U.S. Rep. Mike Gallagher, chair of the House Select Committee on the Chinese Communist Party, says he wants to hear more from the GOP presidential hopefuls on China.

The Allouez Republican also isn’t ruling out voting for former President Trump if he’s the GOP nominee.

“I’ve said I want someone else to be the Republican nominee right now, someone younger who can actually carry on some of the Trump policies on China in a way,” Gallagher said on WISN’s “UpFront,” which is produced in partnership with WisPolitics. “But I have a no-boomer policy right now. No boomers for nominees.”

Gallagher and the ranking Dem member, Rep. Raja Krishnamoorthi from Illinois, hosted a roundtable in Stoughton last week as the committee continues to work on a bipartisan package targeting China.

“I’m cautiously optimistic we can hammer out an agreement,” Gallagher said. “We may not yet have agreement on the right solution, but given that the Biden administration has at least conceded the principle that there should be guardrails on the flow of U.S. capital to China, I think it’s just a question of how do we build those guardrails in the right way.”

Gallagher and Krishnamoorthi are also pushing a nationwide ban on TikTok, the popular app owned by the Chinese company ByteDance, or legislation that would force the sale of the company.

“There’s still a lot of work we’ve got to do,” Gallagher said. “No doubt it’s gotten more difficult in recent months, but I don’t think we’ve seen the last of the issue.”

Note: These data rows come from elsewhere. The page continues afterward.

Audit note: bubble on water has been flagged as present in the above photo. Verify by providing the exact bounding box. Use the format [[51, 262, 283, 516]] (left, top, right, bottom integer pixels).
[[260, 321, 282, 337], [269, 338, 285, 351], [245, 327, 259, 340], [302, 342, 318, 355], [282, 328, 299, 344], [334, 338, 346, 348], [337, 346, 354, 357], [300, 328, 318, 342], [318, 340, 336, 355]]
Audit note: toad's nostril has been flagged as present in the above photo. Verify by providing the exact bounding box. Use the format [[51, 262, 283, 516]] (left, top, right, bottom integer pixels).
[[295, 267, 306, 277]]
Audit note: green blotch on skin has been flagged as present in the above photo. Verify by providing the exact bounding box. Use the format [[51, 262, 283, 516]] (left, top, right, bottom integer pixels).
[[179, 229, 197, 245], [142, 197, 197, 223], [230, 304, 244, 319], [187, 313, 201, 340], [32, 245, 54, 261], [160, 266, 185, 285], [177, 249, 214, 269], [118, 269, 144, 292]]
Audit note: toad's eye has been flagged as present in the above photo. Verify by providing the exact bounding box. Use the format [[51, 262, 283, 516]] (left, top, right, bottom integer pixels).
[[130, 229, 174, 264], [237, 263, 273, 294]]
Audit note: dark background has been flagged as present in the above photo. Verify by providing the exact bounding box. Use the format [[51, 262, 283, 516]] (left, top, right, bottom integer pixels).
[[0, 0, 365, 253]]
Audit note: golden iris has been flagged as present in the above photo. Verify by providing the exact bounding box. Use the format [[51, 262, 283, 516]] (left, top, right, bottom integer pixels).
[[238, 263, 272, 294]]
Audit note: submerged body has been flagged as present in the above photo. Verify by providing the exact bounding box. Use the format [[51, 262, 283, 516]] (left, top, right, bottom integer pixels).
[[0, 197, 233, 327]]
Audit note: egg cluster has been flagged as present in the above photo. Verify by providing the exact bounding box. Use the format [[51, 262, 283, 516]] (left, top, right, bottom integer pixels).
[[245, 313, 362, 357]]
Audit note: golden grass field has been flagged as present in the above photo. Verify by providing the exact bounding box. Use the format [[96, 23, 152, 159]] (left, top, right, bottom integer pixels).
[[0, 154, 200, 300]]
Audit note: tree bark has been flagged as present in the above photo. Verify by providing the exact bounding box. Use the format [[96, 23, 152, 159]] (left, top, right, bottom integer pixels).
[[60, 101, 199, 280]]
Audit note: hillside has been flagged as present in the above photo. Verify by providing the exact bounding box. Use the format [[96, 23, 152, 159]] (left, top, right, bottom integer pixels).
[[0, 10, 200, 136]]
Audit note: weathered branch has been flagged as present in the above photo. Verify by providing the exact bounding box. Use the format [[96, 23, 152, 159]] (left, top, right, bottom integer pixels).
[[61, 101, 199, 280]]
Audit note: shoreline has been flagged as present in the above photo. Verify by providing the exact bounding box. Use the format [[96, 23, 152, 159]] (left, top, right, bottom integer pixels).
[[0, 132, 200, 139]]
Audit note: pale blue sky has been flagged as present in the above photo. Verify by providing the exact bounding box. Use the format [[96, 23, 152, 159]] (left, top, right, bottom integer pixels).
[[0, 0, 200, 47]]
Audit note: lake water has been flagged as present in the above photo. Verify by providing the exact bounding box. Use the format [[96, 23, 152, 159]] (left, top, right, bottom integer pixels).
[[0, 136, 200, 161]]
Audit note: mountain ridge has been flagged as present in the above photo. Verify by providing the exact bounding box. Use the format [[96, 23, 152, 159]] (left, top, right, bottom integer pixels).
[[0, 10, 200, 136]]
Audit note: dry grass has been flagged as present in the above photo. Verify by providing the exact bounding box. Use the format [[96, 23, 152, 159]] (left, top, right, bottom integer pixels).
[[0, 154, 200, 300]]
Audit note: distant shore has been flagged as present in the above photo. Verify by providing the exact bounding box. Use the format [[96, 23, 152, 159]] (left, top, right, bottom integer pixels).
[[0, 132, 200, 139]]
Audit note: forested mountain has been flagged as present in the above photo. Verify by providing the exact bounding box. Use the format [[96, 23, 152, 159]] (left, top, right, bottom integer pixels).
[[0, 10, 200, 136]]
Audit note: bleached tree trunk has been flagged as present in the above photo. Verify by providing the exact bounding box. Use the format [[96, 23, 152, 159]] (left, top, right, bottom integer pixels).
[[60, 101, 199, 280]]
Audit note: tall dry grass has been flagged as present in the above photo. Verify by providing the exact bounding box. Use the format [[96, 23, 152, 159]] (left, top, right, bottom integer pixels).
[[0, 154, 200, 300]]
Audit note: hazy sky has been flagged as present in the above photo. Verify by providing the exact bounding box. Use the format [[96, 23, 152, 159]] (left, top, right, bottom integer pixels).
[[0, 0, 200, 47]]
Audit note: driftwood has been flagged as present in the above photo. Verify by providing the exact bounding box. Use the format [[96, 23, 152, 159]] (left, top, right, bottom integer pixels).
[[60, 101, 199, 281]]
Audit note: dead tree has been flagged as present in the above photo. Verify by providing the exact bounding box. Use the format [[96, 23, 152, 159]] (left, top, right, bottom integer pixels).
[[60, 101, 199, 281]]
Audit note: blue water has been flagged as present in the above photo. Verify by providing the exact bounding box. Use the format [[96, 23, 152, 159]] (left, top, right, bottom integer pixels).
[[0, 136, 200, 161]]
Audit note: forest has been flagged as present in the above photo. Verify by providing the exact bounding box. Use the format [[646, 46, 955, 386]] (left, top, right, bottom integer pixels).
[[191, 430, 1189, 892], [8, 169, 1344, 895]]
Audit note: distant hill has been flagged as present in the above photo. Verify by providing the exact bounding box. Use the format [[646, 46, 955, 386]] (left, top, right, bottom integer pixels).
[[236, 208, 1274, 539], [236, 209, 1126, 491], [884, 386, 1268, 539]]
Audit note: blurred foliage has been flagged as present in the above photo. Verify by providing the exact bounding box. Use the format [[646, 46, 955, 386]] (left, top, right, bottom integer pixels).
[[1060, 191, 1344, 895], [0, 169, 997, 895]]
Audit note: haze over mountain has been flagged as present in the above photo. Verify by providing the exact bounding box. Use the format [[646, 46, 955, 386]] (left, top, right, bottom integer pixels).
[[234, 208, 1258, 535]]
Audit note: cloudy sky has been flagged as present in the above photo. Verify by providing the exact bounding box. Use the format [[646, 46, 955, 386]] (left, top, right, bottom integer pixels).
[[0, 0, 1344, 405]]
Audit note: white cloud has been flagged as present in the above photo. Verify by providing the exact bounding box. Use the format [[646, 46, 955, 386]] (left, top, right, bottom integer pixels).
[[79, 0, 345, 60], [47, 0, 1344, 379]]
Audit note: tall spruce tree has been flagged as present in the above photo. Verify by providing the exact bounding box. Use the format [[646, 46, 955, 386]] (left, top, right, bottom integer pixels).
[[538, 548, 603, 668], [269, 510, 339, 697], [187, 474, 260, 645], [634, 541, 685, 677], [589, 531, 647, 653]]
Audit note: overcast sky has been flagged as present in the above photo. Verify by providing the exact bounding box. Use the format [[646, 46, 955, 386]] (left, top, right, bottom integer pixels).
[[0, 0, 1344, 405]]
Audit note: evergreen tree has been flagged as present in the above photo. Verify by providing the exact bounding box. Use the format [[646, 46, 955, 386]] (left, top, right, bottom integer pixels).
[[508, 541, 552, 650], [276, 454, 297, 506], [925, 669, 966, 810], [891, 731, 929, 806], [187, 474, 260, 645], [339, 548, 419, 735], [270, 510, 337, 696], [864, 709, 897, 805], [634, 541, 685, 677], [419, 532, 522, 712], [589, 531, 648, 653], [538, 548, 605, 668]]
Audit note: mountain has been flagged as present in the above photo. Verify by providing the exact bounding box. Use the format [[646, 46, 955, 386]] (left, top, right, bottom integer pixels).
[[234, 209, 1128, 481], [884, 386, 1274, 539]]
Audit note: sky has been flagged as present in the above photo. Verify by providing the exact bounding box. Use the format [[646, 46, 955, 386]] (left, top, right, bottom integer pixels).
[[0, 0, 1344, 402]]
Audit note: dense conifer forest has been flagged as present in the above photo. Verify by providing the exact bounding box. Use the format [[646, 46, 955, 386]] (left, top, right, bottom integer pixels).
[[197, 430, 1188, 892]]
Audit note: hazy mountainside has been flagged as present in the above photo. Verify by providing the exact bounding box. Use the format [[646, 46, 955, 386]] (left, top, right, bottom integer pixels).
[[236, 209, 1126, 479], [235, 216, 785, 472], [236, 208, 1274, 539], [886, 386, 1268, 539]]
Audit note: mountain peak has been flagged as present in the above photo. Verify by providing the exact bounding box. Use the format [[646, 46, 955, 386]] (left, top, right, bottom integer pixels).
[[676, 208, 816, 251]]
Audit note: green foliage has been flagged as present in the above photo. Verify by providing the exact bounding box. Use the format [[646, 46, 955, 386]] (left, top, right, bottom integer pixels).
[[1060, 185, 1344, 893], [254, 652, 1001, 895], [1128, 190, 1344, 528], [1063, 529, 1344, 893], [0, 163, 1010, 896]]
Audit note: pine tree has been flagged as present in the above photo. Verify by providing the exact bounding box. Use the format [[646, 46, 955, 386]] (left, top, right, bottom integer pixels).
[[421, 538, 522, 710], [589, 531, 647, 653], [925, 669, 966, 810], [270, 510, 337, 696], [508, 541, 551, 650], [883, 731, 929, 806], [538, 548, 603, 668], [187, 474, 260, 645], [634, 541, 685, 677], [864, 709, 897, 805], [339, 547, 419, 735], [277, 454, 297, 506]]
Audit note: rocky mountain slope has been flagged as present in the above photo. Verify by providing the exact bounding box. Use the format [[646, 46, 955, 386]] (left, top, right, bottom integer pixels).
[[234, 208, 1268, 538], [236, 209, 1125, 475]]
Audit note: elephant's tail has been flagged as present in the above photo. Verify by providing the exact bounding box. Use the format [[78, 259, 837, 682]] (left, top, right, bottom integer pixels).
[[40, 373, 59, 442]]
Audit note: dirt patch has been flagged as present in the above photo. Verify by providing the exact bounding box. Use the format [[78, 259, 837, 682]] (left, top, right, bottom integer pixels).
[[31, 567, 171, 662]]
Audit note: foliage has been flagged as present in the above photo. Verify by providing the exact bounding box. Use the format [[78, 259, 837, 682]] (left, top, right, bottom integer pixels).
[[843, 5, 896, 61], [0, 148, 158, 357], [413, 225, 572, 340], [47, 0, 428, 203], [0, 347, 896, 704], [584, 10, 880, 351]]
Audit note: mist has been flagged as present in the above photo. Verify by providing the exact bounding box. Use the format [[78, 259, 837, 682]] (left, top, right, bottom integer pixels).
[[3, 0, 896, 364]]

Also on the show, Don Millis, the GOP chair of the Wisconsin Elections Commission, said Senate Republicans should keep Meagan Wolfe in her position as administrator at least through the 2024 election.

“I think the best place to continue is just either if the Senate were to confirm or just not act until the 2024 elections are over,” Millis said. “I don’t think removing her is going to resolve anything right now. I think that would be bad for the election process. I think it would be bad politically for Republicans, so I just think it would be unwise. Election security is an important issue, and we should be on the right side of it.”

Millis says he wished Wolfe would have testified at the confirmation hearing surrounding her appointment last week to push back on “fabrications and conspiracy theories.”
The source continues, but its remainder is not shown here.